Стоять в углу означало, в сущности, просто находиться в детской, не выходить оттуда и сидеть там тихо, не напоминая о себе. В общем-то это было символическое наказание, к которому Евгения Сергеевна прибегала чаще всего. Но на этот раз она ограничилась таким наказанием лишь потому, что проступок сына был из ряда вон выходящим, требующим серьезного разбирательства и вмешательства отца. Андрей догадывался об этом, но страха не испытывал хотя бы уже потому, что отец не станет бить ремнем. Он никогда не брался за ремень, а если это делала Евгения Сергеевна, выражал недовольство и говорил, что человек разумный не нуждается в физическом воздействии, что это унижает его достоинство, а порой заставляет и лгать, чтобы избежать именно физической расправы, то есть боли и унижения. Человек разумный, говорил Василий Павлович, должен воспринимать слово, а судья всегда, при любых обстоятельствах обязан помнить о справедливости и достоинстве подсудимого. Ибо всякое наказание, еще говорил он, должно соответствовать вине, только тогда оно имеет смысл и достигает желаемого результата. Иначе наказание превращается в пытку.

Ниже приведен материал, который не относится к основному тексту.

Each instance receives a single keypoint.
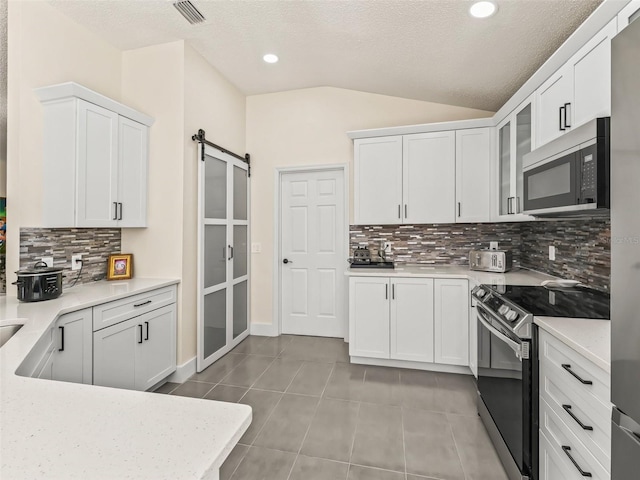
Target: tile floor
(317, 417)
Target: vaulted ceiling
(429, 50)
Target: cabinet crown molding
(74, 90)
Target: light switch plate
(48, 261)
(76, 261)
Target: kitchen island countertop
(58, 430)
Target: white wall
(218, 107)
(153, 82)
(3, 98)
(308, 127)
(44, 48)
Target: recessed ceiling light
(270, 58)
(483, 9)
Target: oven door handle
(515, 346)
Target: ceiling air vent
(189, 11)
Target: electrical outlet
(48, 261)
(76, 261)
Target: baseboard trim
(183, 372)
(264, 329)
(432, 367)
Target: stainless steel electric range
(508, 362)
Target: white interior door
(312, 253)
(223, 266)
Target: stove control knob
(512, 315)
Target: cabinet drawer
(565, 400)
(558, 435)
(554, 353)
(115, 312)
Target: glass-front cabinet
(515, 140)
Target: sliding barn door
(223, 254)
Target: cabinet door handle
(566, 450)
(567, 367)
(567, 114)
(61, 349)
(567, 408)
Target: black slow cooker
(39, 283)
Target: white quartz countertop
(591, 338)
(518, 276)
(58, 430)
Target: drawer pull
(61, 349)
(567, 408)
(567, 367)
(566, 450)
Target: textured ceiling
(428, 50)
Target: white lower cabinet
(369, 317)
(68, 354)
(575, 414)
(137, 353)
(451, 321)
(410, 319)
(73, 347)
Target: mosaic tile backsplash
(436, 244)
(95, 245)
(583, 250)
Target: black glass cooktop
(577, 302)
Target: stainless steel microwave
(570, 175)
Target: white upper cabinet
(628, 14)
(515, 140)
(132, 173)
(97, 166)
(579, 91)
(592, 77)
(554, 99)
(378, 181)
(405, 179)
(473, 175)
(94, 160)
(429, 177)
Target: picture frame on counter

Андрей уснул прямо на полу. Его разбудил отец. Взял за плечи и поставил на ноги.
— Рассказывай, — велел он.
Андрей рассказал все так, как было на самом деле. Василий Павлович посмотрел ему в глаза.
— Надеюсь, ты сказал правду?
— Честное слово, папа!
— Хорошо, я верю тебе. Но учти, что драться недостойно человека. Разве что заступиться за более слабого или за женщину. Ну, за девочку. Но и в этом случае сначала надо попытаться объяснить, доказать словом. С помощью кулаков, брат, можно утвердить силу — и только. Но не истину, запомни это навсегда. Истина и грубая сила несовместимы. Поэтому к силе прибегает обычно тот, кто не прав.
Позднее, когда Андрей уже спал и даже видел сон про девочку, которую странно как-то звали — Истиной, Василий Павлович позвал в кабинет Катю.
— Садись, Катюша, — пригласил он. — Мне необходимо серьезно с тобой поговорить. — Он ходил по кабинету вдоль книжных шкафов, без всякой надобности открывал дверцы и поправлял корешки книг, стоявших и без того ровно, как в строю. Он не знал, как приступить к разговору, что сказать Кате, чтобы нечаянно не обидеть ее. Он-то давно понимал, может, понимал с самого начала коллективизации и раскулачивания, в котором принимал участие отнюдь не в роли рядового исполнителя чужой воли, что и за голод, и за многое другое, в том числе и за гибель родителей Кати, вина лежит и на нем, большевике Воронцове, и это острое, непреходящее чувство вины как бы обезоруживало его перед Катей, да и не только перед ней, — Вот что, Катюша… Пойми меня правильно. Ты никогда и никому не должна говорить того, что наговорила Андрею…
— Вы про что, Василий Павлович?.. Я ничего такого…
— В нашей стране все люди равны. Все. Ради этого и делалась революция, ради этого народ… У нас нет больших и маленьких людей. Не имеет, понимаешь, значения, кто и где работает. Труд сам по себе украшает человека…
— А товарищ Сталин? — с испугом спросила Катя. — Разве он такой, как все?..
Василий Павлович, признаться, немного растерялся.
— Иосиф Виссарионович Сталин, Катюша, — вождь и учитель партии и всего народа, продолжатель дела Ленина. Мы должны равняться на него, брать пример во всем… Но дело сейчас не в товарище Сталине, верно?.. Дело в Андрее. Он еще ребенок, ему не разобраться в таких сложных вещах, и это может привести… Нужна предельная осторожность, Катюша. Предельная! — Он понимал, что говорит не то, что хотел сказать, однако не мог найти правильных, точных слов.
— Я понимаю, Василий Павлович, — кивнула Катя, как будто угадав его сомнения и неуверенность. — Анд-рейка спросил, почему у наших ворот дежурят милиционеры, а я сказала, что в нашем доме живут большие люди, что их надо охранять от врагов…
Василий Павлович поморщился невольно.